See McCullagh and Nelder (1989) and Hardin and Hilbe (2003) for discussions of quasi-likelihood functions. The contribution of observation j in cluster i to the quasi-likelihood function evaluated at the regression parameters $\bbeta $ is given by $Q(\bbeta , \phi ; (Y_{ij}, \mb{X}_{ij})) = \frac{Q_{ij}}{\phi }$, where $Q_{ij}$ is defined in the following list. These are used in the computation of the quasi-likelihood information criteria (QIC) for goodness of fit of models fit with GEEs. The $w_{ij}$ are prior weights, if any, specified with the WEIGHT or FREQ statements. Note that the definition of the quasi-likelihood for the negative binomial differs from that given in McCullagh and Nelder (1989). The definition used here allows the negative binomial quasi-likelihood to approach the Poisson as $k\rightarrow 0$.

  • Normal:

    \[  Q_{ij} = -\frac{1}{2} w_{ij}(y_{ij}-\mu _{ij})^2  \]
  • Inverse Gaussian:

    \[  Q_{ij} = \frac{w_{ij}(\mu _{ij} - .5y_{ij})}{\mu _{ij}^2 }  \]
  • Gamma:

    \[  Q_{ij} = -w_{ij}\left[ \frac{y_{ij}}{\mu _{ij}} + \log (\mu _{ij}) \right]  \]
  • Negative binomial:

    \[  Q_{ij} = w_{ij}\left[ \log \Gamma \left( y_{ij} + \frac{1}{k}\right) - \log \Gamma \left(\frac{1}{k}\right) + y_{ij}\log \left(\frac{k\mu _{ij}}{1+k\mu _{ij}}\right) + \frac{1}{k}\log \left(\frac{1}{1+k\mu _{ij}}\right)\right]  \]
  • Poisson:

    \[  Q_{ij} = w_{ij}(y_{ij} \log (\mu _{ij}) - \mu _{ij} )  \]
  • Binomial:

    \[  Q_{ij} = w_{ij}[r_{ij} \log (p_{ij}) + (n_{ij}-r_{ij}) \log (1-p_{ij})]  \]
  • Multinomial (s categories):

    \[  Q_{ij} = w_{ij}\sum _{k=1}^ s y_{ijk}\log (\mu _{ijk})  \]
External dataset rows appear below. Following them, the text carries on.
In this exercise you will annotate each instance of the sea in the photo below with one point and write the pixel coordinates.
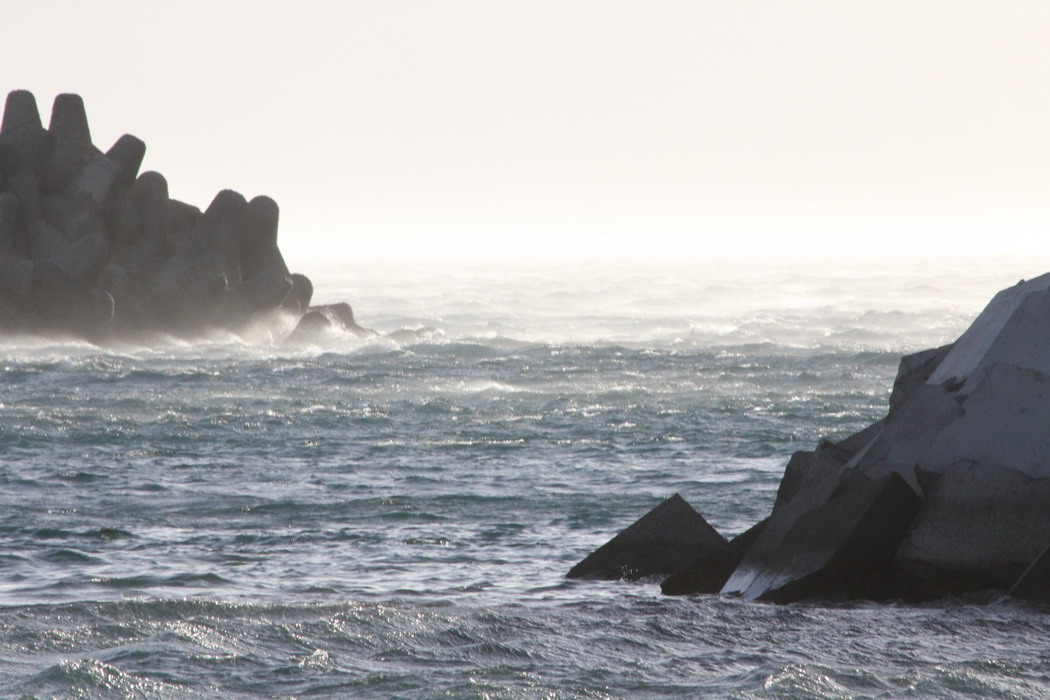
(393, 516)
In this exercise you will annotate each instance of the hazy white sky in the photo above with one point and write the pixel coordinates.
(594, 127)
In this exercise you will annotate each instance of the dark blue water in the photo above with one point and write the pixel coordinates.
(372, 518)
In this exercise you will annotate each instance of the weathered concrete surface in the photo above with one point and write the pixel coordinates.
(666, 539)
(90, 248)
(843, 547)
(1034, 582)
(968, 352)
(711, 570)
(980, 527)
Generalized Score Statistics

Boos (1992) and Rotnitzky and Jewell (1990) describe score tests applicable to testing $\mb{L}^\prime \bbeta = \mb{0}$ in GEEs, where $\mb{L}^\prime $ is a user-specified $r \times p$ contrast matrix or a contrast for a Type 3 test of hypothesis.
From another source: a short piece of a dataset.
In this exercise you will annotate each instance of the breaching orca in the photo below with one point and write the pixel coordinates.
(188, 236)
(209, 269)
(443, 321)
Let $\tilde{\bbeta }$ be the regression parameters resulting from solving the GEE under the restricted model $\mb{L}^\prime \bbeta = \mb{0}$, and let $\mb{S}(\tilde{\bbeta })$ be the generalized estimating equation values at $\tilde{\bbeta }$.

The generalized score statistic is

\[  T = \mb{S}(\tilde{\bbeta })^{\prime }\bSigma _{m}\mb{L} (\mb{L}^\prime \bSigma _{e}\mb{L})^{-1} \mb{L}^\prime \bSigma _{m}\mb{S}(\tilde{\bbeta })  \]

where $\bSigma _{m}$ is the model-based covariance estimate and $\bSigma _{e}$ is the empirical covariance estimate. The p-values for T are computed based on the chi-square distribution with r degrees of freedom.